A "place of authentication" (Latin: locus credibilis, Hungarian: hiteleshely) was a legal institution peculiar to the Kingdom of Hungary. They were chapters or monasteries obliged to offer services similar the ones now provided by public notaries. For instance, they drew up contracts known as "confessions" (Latin: fassio), issued authentic copies (Latin: transsumptum) of any document kept by or presented to them, and bore witness to the scene of any sort of legal act. Besides their own archives, they also took care of private papers of local noblemen.
The institution came into being at the end of the 12th century, and it stopped functioning in the middle of the 19th century Around 1500 more than thirty ecclesiastic institutions functioned as such in the entire kingdom (out of which two in Transylvania, and also two in Slavonia), but the activities of most of them were restricted to some administrative districts called "counties", only four of them having an authority extending all over the kingdom.

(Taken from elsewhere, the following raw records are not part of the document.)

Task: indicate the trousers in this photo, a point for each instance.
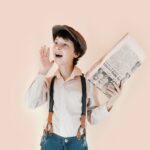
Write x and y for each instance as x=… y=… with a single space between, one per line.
x=56 y=142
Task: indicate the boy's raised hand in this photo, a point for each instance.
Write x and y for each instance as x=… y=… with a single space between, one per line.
x=46 y=64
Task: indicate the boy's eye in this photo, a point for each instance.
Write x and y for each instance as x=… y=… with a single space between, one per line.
x=65 y=44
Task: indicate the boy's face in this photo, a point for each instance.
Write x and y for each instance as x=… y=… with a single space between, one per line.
x=63 y=51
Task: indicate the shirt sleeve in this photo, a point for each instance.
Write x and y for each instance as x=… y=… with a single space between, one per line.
x=96 y=112
x=37 y=93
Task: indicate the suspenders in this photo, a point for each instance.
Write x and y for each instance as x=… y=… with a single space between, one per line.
x=49 y=127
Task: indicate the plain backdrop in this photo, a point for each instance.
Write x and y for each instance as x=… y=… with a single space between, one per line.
x=25 y=25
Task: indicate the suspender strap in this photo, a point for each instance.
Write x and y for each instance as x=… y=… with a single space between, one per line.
x=83 y=115
x=49 y=128
x=51 y=91
x=83 y=95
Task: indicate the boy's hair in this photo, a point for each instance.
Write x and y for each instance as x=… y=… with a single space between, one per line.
x=66 y=35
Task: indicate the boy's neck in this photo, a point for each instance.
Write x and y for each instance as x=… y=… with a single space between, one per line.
x=65 y=71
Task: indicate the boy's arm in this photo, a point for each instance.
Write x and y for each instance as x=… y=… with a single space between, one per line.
x=37 y=93
x=95 y=111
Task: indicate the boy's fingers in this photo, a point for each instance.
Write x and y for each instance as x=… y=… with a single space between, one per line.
x=48 y=49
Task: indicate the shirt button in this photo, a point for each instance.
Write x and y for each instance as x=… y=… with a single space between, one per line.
x=66 y=140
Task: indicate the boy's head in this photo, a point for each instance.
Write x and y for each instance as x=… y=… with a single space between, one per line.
x=68 y=33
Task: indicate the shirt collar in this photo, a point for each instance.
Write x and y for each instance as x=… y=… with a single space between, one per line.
x=76 y=72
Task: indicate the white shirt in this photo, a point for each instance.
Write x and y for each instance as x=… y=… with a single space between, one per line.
x=67 y=101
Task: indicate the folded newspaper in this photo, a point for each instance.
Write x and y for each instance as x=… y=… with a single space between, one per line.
x=117 y=65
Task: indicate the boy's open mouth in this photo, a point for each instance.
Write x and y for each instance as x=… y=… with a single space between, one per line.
x=58 y=55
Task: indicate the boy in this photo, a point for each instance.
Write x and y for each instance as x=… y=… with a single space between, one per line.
x=67 y=93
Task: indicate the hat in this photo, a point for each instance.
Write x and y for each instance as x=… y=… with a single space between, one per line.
x=75 y=35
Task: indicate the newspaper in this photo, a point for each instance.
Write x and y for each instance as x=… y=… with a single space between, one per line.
x=117 y=65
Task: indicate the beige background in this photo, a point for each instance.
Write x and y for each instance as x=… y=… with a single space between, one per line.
x=26 y=25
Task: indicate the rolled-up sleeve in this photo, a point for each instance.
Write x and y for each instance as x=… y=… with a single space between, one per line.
x=37 y=93
x=96 y=112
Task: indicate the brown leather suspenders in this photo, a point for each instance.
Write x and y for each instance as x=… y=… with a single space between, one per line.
x=49 y=126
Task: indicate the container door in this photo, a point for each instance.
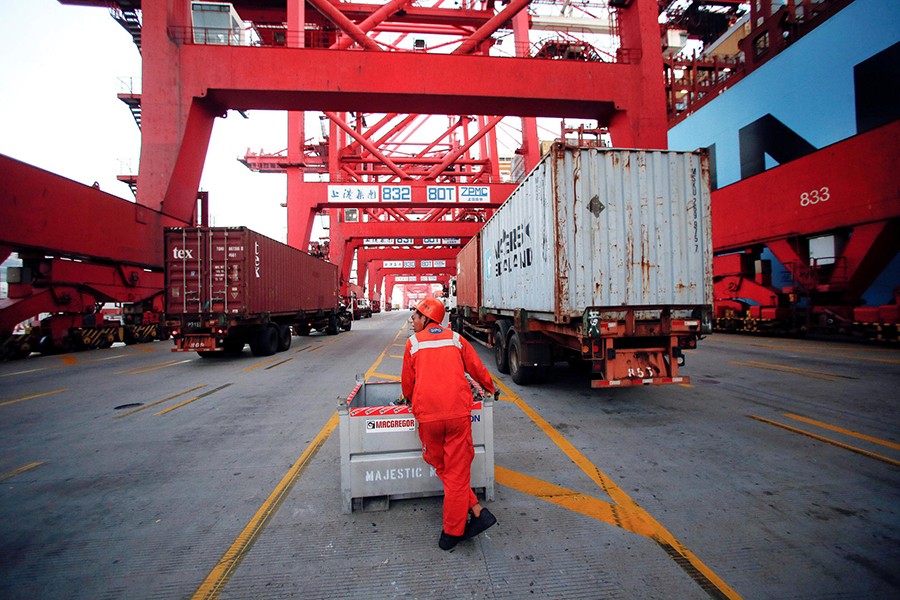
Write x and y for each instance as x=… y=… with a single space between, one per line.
x=184 y=262
x=227 y=279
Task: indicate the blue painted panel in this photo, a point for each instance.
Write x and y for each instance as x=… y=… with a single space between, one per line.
x=809 y=87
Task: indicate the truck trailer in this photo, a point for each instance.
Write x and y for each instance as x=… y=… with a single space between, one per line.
x=601 y=257
x=229 y=286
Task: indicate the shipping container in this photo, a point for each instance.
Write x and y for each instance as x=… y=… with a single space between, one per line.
x=601 y=256
x=227 y=286
x=593 y=227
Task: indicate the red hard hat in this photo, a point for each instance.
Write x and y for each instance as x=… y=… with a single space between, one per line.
x=432 y=308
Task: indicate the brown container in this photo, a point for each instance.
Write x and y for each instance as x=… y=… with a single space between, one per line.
x=242 y=274
x=468 y=278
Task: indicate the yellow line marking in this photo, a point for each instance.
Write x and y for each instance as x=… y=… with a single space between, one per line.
x=258 y=365
x=371 y=372
x=829 y=441
x=8 y=402
x=825 y=373
x=227 y=565
x=19 y=471
x=382 y=376
x=860 y=436
x=576 y=502
x=170 y=363
x=788 y=370
x=110 y=358
x=686 y=559
x=279 y=364
x=152 y=404
x=818 y=351
x=189 y=400
x=25 y=372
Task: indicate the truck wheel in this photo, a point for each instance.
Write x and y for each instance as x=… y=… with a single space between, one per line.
x=332 y=328
x=233 y=347
x=501 y=352
x=520 y=374
x=284 y=337
x=264 y=341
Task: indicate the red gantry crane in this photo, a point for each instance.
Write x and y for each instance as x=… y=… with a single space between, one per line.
x=379 y=74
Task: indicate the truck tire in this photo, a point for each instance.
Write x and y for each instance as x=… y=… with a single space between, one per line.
x=522 y=375
x=233 y=347
x=284 y=337
x=332 y=328
x=501 y=351
x=264 y=341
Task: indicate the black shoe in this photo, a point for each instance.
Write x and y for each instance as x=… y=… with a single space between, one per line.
x=448 y=542
x=478 y=524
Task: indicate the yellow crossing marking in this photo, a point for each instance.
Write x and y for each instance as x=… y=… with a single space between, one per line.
x=383 y=376
x=24 y=372
x=258 y=365
x=8 y=402
x=165 y=365
x=189 y=400
x=371 y=372
x=860 y=436
x=227 y=565
x=786 y=369
x=686 y=559
x=574 y=501
x=19 y=471
x=280 y=363
x=152 y=404
x=829 y=441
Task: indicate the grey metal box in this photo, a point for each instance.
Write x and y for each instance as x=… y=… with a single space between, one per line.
x=381 y=454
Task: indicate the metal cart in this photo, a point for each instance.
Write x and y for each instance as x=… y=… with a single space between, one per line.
x=381 y=454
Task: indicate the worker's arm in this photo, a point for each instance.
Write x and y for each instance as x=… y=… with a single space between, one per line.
x=475 y=367
x=408 y=374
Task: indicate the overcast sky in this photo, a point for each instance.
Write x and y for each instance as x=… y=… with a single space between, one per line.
x=59 y=77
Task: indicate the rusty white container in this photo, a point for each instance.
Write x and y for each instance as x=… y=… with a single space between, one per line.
x=381 y=454
x=595 y=227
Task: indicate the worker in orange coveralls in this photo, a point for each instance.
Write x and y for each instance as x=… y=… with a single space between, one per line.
x=434 y=366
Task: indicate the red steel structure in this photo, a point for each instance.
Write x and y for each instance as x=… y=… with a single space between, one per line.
x=845 y=194
x=348 y=61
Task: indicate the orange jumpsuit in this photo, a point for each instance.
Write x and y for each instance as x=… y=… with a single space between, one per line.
x=434 y=365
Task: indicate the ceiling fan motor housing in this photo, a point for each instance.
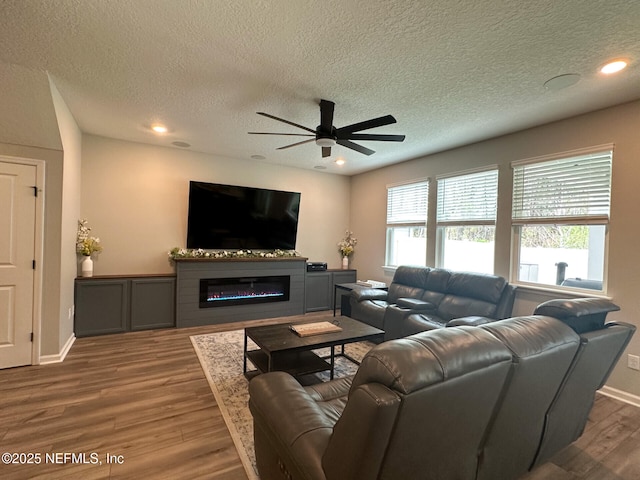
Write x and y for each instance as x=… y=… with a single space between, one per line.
x=327 y=136
x=324 y=138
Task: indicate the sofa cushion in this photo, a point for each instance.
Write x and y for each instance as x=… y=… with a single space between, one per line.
x=475 y=285
x=415 y=304
x=455 y=306
x=408 y=282
x=420 y=322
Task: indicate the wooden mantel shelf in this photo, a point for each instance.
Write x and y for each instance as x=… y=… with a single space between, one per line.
x=241 y=259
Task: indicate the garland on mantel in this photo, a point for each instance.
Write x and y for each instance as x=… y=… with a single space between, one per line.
x=177 y=252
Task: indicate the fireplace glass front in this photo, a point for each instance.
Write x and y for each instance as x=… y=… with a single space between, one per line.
x=225 y=292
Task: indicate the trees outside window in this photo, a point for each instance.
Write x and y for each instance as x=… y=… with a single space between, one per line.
x=560 y=216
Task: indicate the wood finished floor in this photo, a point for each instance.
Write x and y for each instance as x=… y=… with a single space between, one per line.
x=143 y=396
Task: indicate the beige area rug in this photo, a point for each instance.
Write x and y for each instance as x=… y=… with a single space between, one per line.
x=220 y=355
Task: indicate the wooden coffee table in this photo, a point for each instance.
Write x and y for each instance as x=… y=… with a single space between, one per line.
x=281 y=349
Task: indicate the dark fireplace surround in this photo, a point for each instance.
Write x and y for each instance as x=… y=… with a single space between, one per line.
x=189 y=273
x=229 y=291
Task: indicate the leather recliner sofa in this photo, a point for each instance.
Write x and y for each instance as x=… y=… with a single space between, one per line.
x=484 y=402
x=424 y=298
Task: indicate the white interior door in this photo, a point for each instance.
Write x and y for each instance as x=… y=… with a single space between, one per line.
x=17 y=255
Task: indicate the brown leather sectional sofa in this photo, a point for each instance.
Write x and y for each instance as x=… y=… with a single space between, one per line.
x=487 y=402
x=424 y=298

They left no room for the institution of public notaries, thus when the latter appeared in the kingdom after 1300, their activity was restricted to the field of canon law.
Until the late 12th century, only charters issued by the monarchs possessed legal credibility in the Kingdom of Hungary. However, in lawsuits between laymen it had already in the 11th century become customary for oaths to be taken and ordeals to be administered by members of ecclesiastic bodies, such as chapters and monasteries. Around 1200 at the latest chapters started to keep records of the cases that came before them. The earliest example of this practice is the Regestrum Varadinense that contains the minutes of 389 cases brought before the cathedral chapter of Várad (Oradea, Romania) between 1208 and 1235.